An animal the size of a pig with no predators will grow in population until it runs out of food or acquires another predator.  Even if humans had chosen to be herbivores, once they settled into stationary agriculture, pigs would have become an intolerable pest.  A few pigs can do a lot of damage to a planted field.  Humans would have inevitably become a predator.  Pigs would have had to be hunted and killed even if their meat was not the motivation.

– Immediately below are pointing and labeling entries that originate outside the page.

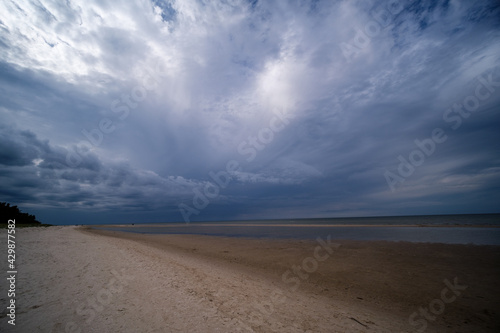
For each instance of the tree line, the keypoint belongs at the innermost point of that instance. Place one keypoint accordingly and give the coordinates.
(9, 212)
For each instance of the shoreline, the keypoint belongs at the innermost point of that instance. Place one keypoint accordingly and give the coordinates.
(75, 278)
(165, 225)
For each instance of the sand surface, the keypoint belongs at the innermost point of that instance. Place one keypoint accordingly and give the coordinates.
(73, 280)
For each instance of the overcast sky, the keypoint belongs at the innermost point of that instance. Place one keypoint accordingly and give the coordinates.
(176, 110)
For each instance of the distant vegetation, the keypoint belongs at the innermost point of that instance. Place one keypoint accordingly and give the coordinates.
(8, 212)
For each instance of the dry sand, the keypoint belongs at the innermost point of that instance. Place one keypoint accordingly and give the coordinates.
(74, 280)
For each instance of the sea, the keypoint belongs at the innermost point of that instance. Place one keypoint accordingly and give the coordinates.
(479, 229)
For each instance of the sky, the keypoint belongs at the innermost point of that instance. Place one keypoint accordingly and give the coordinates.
(189, 110)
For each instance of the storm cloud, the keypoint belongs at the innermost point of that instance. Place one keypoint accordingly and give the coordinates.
(160, 111)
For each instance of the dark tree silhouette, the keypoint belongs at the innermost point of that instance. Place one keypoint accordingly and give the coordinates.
(8, 212)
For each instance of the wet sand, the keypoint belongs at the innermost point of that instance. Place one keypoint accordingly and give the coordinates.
(77, 280)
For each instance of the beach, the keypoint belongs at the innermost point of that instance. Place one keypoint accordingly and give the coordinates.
(74, 279)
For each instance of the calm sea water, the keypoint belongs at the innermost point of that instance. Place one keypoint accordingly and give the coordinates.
(451, 229)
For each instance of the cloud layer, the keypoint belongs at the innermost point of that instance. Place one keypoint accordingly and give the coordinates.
(125, 111)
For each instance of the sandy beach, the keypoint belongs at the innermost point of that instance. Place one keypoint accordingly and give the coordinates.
(71, 279)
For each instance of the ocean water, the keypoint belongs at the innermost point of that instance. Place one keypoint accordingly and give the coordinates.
(451, 229)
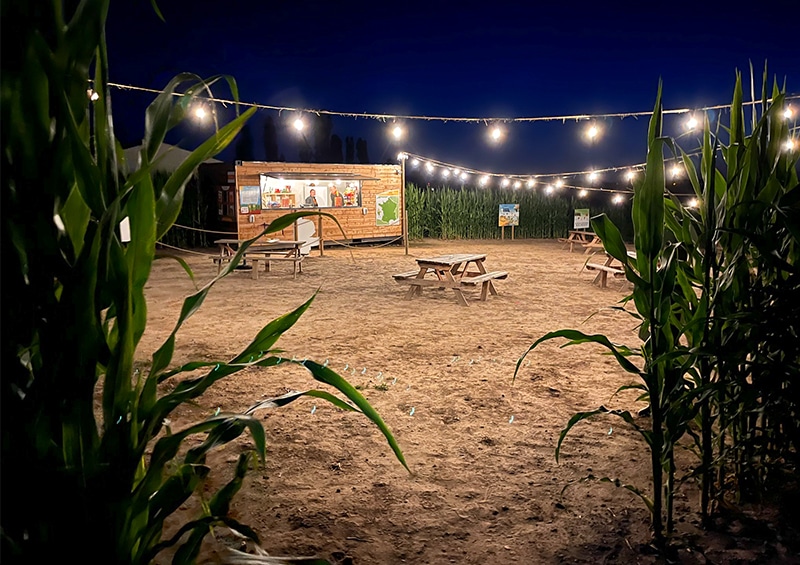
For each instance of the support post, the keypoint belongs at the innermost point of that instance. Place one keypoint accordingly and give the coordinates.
(403, 158)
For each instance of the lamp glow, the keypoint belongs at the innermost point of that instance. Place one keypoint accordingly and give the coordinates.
(496, 134)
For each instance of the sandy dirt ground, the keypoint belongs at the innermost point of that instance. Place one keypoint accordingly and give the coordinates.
(483, 486)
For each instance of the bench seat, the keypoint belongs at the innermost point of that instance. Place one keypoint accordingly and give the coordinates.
(602, 276)
(404, 276)
(484, 277)
(297, 262)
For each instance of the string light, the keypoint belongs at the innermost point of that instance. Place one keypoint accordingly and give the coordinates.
(592, 132)
(496, 134)
(384, 117)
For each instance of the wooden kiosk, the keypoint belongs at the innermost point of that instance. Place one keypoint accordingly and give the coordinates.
(366, 199)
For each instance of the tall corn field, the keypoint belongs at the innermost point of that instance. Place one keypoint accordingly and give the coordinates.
(449, 213)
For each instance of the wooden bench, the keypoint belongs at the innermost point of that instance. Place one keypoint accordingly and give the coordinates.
(405, 276)
(602, 276)
(267, 258)
(219, 260)
(485, 280)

The environment in which pigs evolved no longer exists.  In many parts of the world, they are no longer part of the ecology.  Feral pigs are now considered an “invasive” species.  The Global Invasive Species Database provides this description:

"Sus scrofa (feral pigs) are escaped or released domestic animals which have been introduced to many parts of the world. They damage crops, stock and property, and transmit many diseases such as Leptospirosis and Foot and Mouth disease. Rooting pigs dig up large areas of native vegetation and spread weeds, disrupting ecological processes such as succession and species composition. Sus scrofa are omnivorous and their diet can include juvenile land tortoises, sea turtles, sea birds, endemic reptiles and macro-invertebrates. Management of Sus scrofa is complicated by the fact that complete eradication is often not acceptable to communities that value feral pigs for hunting and food.”

They are described as ecological interlopers who could (and should) be eradicated if only hunters didn’t enjoy the sport of killing them themselves.

We created the domestic pig, and now we own it.  If we are not going to use it for food what are we going to do with it?  This source suggests there are about a billion pigs involved in agriculture.  There is no path by which they can be allowed to die of old age.

What we can do is make their short lives more tolerable, as suggested by Lymbery, Oakeshott, and Pollan.  We cannot undo what has been done.